Public security in Tunisia was "normal throughout the country" ahead of Friday prayers, after which several religious groups had planned protest rallies, an interior ministry spokesman said.

At the last minute Thursday, fundamentalist Islamic groups and the moderate Muslim Ennahda party in power called off the rallies they had planned to hold following Friday prayers, after the government issued a ban.

"The security situation is normal throughout the country, there is no reason for citizens to be afraid," interior ministry spokesman Khaled Tarrouche said on the Mosaique FM radio station as the prayers were due to start.

Several Islamist groups had called for rallies after the prayers, at the end of a week of the worst violence since a revolution that ousted president Zine El Abidine Ben Ali in January 2011.

The calls for rallies to promote "sacred values" led to fears of further clashes between demonstrators and police, but Tunisia's conservative Ansar al-Sharia movement, Ennahda and the Hizb Ettahrir movement each announced Thursday that the protests should not go ahead.

"We call on all citizens to go about their normal activities, there is no reason to be afraid," Tarrouche stressed, adding that the security forces "were ready to confront any kind of threat."

Police reinforcements were deployed along Bourguiba Avenue, a main thoroughfare in central Tunis which has been traditionally been used for mass demonstrations.

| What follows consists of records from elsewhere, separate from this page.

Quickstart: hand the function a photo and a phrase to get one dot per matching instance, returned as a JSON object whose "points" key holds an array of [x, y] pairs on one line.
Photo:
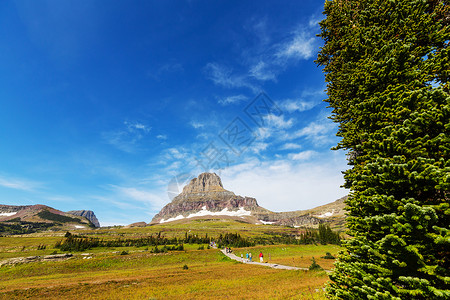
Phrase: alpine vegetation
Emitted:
{"points": [[387, 68]]}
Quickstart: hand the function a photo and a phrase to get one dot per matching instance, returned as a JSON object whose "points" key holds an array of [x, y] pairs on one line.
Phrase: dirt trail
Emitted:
{"points": [[274, 266]]}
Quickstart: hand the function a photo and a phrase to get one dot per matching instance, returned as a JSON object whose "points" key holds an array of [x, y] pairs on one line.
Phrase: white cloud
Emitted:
{"points": [[224, 76], [290, 146], [284, 185], [127, 139], [262, 71], [197, 125], [278, 122], [136, 126], [19, 184], [301, 46], [304, 155], [296, 105], [319, 132], [257, 147], [232, 100]]}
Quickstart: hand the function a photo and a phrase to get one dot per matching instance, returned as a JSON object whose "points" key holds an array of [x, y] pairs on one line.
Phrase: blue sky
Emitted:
{"points": [[103, 104]]}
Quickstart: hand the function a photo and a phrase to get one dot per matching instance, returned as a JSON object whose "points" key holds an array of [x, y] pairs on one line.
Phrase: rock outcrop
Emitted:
{"points": [[88, 214], [205, 197], [38, 217]]}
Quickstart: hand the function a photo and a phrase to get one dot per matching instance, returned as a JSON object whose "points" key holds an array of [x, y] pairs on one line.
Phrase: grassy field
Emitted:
{"points": [[144, 275]]}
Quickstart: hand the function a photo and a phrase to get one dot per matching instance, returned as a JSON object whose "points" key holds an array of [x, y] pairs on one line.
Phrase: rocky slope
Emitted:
{"points": [[88, 214], [33, 218], [205, 197]]}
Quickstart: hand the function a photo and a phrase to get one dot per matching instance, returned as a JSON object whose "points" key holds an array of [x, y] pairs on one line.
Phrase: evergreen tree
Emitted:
{"points": [[387, 65]]}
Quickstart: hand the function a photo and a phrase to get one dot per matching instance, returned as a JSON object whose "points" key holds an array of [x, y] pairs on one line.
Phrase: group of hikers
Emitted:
{"points": [[249, 258]]}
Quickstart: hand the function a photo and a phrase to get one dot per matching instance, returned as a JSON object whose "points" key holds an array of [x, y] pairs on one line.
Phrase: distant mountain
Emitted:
{"points": [[205, 197], [33, 218], [88, 214]]}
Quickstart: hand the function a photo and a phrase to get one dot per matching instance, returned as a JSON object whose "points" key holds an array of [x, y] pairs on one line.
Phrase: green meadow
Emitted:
{"points": [[137, 273]]}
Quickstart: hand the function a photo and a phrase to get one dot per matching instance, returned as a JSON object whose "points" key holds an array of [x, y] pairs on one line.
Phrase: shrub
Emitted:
{"points": [[315, 266], [328, 256]]}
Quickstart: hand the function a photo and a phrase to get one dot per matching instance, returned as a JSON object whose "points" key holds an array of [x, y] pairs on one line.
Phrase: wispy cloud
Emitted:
{"points": [[126, 139], [262, 71], [232, 99], [197, 124], [291, 105], [300, 46], [318, 132], [290, 146], [225, 77], [285, 184], [265, 61], [18, 184], [278, 122], [304, 155]]}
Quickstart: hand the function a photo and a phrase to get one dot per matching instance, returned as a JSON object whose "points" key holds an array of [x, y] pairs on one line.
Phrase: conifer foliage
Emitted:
{"points": [[387, 65]]}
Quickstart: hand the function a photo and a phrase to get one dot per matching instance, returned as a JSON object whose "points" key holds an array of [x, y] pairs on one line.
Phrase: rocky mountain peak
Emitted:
{"points": [[205, 182]]}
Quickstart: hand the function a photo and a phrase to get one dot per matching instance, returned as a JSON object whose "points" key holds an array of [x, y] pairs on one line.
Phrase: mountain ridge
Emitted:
{"points": [[205, 196]]}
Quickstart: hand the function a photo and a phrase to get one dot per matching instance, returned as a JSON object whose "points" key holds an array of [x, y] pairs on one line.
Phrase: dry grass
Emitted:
{"points": [[142, 275]]}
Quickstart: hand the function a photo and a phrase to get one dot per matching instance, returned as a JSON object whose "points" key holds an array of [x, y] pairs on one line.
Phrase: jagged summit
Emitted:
{"points": [[205, 182], [205, 197]]}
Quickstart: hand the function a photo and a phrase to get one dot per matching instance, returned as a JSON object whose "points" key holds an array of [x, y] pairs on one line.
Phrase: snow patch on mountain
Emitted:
{"points": [[8, 214], [241, 212]]}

The north African country was rocked between Monday and Wednesday by clashes that left one dead and dozens wounded after ultra-conservative Salafists took issue with works at an art exhibition they deemed offensive to Islam.

One person was killed and more than 100 injured, including 65 policemen. The authorities responded with a curfew on the capital and in several other parts of the country.

Ennahda (Renaissance), which dominates the government and the national assembly, had called for "a peaceful march to defend the revolution and sacred values", but cancelled the protest as "a sign of appeasement."